La Rosa Nera

Angela Maria Santarosa

Sono una che crede alle cose impossibili, lasciate le vostre idiozie a casa vostra o nel vostro cesso

Manuale pratico per rompersi con grazia (e dignità discutibile)

Oh, io ve lo dico.
Non è una minaccia, eh. È proprio una domanda seria:
e se mi rompo, che si fa?

Mi portano in ferramenta? Mi appendono un cartello tipo “torno subito, sono in crisi esistenziale?”
C’è un servizio clienti dell’anima, con musichetta d’attesa e risposte standard tipo: “La sua disperazione è molto importante per noi. Resti in linea”?

Perché io lo sento, lo so: sto cedendo a tratti.
Scricchiolo nelle giunture del cuore, ho le emozioni sfilettate come il merluzzo Findus e l’autostima in saldo da anni.

Mi sveglio e ho già lo sguardo di chi ha fatto la guerra in sogno.
Il caffè mi guarda perplesso, lo specchio pure.
E io, nel dubbio, saluto tutti con un “buongiorno” che sembra più un testamento morale.
Sembro viva, ma in realtà sto andando avanti per inerzia emotiva e biscotti secchi.

E non è solo fisico, eh.
È proprio esistenziale.

Tipo, la mia mente ha deciso di trasformarsi in un centro commerciale il 24 dicembre: confusione, luci intermittenti e un bambino urlante nella corsia delle scelte sbagliate.

Poi il cuore. Ah, il cuore mio.
Una roba meravigliosa, sì, ma completamente anarchica.
Ama a sproposito, si emoziona per pubblicità dei detersivi, si offende se qualcuno mi guarda male in ascensore.
E io a rincorrerlo con la dignità che mi resta, tipo: “scusa, cuore, ma puoi comportarti da adulto un attimo?”

Ma la parte migliore è che, con tutto questo disastro dentro, la gente mi dice:
“Angela, sei una forza della natura.”
Certo. Una natura devastata, tipo post-eruzione del Vesuvio, ma grazie del pensiero.

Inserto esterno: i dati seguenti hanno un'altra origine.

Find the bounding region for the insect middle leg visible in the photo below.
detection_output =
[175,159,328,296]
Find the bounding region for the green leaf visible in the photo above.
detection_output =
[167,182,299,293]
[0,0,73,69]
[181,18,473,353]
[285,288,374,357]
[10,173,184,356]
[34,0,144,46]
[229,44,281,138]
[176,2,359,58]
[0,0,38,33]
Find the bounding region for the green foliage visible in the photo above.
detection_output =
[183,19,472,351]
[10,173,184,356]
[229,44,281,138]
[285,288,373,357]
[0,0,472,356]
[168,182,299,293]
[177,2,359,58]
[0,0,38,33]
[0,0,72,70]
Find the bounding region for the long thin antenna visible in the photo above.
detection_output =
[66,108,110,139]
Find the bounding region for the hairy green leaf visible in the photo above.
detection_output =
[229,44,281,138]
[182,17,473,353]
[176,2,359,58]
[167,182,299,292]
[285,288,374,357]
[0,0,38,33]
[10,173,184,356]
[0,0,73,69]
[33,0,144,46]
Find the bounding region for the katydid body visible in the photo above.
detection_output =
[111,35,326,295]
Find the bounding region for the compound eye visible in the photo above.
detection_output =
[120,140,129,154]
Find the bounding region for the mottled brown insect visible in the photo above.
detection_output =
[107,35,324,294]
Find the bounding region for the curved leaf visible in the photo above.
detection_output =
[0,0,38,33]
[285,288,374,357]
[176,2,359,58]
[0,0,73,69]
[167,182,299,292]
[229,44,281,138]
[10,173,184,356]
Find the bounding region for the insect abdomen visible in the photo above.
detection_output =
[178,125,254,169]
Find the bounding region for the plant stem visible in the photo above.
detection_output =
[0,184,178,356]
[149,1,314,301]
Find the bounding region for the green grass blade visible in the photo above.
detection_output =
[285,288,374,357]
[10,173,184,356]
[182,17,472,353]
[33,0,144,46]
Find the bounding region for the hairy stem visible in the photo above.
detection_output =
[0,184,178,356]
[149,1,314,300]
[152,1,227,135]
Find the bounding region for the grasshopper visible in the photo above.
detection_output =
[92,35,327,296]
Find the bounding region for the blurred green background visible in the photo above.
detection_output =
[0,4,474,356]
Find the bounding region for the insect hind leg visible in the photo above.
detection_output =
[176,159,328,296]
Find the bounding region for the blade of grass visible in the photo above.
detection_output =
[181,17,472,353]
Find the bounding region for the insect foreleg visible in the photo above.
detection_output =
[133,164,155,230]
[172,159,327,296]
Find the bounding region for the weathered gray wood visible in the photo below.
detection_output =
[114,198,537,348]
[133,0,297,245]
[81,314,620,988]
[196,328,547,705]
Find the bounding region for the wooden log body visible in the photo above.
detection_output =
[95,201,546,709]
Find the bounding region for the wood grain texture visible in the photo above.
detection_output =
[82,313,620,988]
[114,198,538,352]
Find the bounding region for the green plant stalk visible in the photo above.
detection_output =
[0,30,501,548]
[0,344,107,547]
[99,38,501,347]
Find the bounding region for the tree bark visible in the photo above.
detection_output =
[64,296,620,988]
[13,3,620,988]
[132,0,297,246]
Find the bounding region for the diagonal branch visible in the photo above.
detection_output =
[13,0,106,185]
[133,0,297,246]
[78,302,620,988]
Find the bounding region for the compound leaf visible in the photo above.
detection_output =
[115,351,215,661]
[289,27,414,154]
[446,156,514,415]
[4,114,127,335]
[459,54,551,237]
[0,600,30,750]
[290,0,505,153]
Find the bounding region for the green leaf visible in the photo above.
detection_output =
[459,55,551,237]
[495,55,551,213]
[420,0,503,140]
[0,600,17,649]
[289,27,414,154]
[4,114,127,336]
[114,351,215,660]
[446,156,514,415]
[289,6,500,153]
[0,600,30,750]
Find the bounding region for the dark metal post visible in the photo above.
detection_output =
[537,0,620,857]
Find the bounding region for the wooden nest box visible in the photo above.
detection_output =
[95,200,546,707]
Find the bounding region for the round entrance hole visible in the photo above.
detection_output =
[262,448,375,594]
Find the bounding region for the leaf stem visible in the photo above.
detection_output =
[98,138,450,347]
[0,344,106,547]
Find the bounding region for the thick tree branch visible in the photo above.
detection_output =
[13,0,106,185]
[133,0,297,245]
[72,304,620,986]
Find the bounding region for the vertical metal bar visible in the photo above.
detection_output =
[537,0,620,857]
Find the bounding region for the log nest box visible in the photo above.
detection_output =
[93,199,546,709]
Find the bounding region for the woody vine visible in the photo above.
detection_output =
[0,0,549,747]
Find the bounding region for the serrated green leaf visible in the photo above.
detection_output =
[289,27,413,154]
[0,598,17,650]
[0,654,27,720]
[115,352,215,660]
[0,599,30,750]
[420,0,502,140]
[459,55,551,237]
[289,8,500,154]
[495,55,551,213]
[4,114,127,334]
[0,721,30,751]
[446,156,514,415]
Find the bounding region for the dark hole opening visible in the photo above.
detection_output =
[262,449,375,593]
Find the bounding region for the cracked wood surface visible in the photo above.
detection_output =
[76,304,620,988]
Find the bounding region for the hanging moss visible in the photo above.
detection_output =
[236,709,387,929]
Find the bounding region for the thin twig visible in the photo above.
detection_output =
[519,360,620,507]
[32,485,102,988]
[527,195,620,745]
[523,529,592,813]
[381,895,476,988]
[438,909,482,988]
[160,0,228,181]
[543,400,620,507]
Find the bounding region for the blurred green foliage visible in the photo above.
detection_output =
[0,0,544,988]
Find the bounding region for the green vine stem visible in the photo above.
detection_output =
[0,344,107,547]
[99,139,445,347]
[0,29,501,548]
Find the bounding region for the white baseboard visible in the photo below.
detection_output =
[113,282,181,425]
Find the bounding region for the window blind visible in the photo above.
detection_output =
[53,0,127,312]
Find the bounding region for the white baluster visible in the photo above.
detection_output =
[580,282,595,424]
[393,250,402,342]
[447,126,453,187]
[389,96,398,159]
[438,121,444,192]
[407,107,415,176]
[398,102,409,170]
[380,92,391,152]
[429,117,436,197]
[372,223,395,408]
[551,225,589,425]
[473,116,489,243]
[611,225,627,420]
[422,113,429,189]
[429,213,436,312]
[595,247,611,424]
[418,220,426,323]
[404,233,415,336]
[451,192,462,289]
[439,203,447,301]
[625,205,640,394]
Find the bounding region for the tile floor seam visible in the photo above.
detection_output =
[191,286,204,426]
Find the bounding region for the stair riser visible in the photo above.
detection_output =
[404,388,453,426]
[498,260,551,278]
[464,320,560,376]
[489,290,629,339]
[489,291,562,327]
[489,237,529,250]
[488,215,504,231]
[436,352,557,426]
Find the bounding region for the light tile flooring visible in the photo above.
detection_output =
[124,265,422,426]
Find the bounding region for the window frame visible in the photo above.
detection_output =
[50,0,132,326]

E allora mi chiedo, sul serio:
Se mi rompo, chi mi rimonta?
C’è un tutorial su YouTube?
Tipo: “Come riparare una donna che ha mangiato troppi silenzi e pochi abbracci”?
Lo cerco, non c’è.
C’è solo un video di un tizio russo che aggiusta un ferro da stiro con la vodka. E sinceramente, lo invidio.

Poi, però, ecco che succede.

Mi rompo.

Non in modo poetico.
No. Io mi rompo come si rompe la plastica cinese del porta-sapone dell’Eurospin:
di botto, con un rumore ridicolo e pezzi ovunque.
Una scarpa sotto il letto, un pezzo di dignità sul tappeto, un briciolo di pazienza nel forno a microonde.

E in quel momento lì — mentre sto raccogliendo i pezzi con la grazia di una gallina zoppa — realizzo una verità cosmica:

Io mi rompo apposta.

Sì. Proprio così.
Mi rompo per protesta.
Perché rompersi è l’unico modo che ho per non esplodere in mille convenzioni sociali.
Mi smonto per rimettere a posto le parti, magari stavolta lasciando fuori la parte che cerca approvazione da chi manco sa accendere la lavatrice.

E poi… rido.

Rido come una pazza.
Perché il vero miracolo è che, alla fine, cammino lo stesso.
Con il ginocchio che fa click, l’anima che cigola, ma pure una camminata fiera da donna che ha visto cose — e ha pure preso appunti.

E quando mi chiedono:
“Ma come fai ad andare avanti?”

Rispondo sempre uguale:
Con lo scotch, il mascara e il potere terapeutico delle caramelle gommose e frizzanti.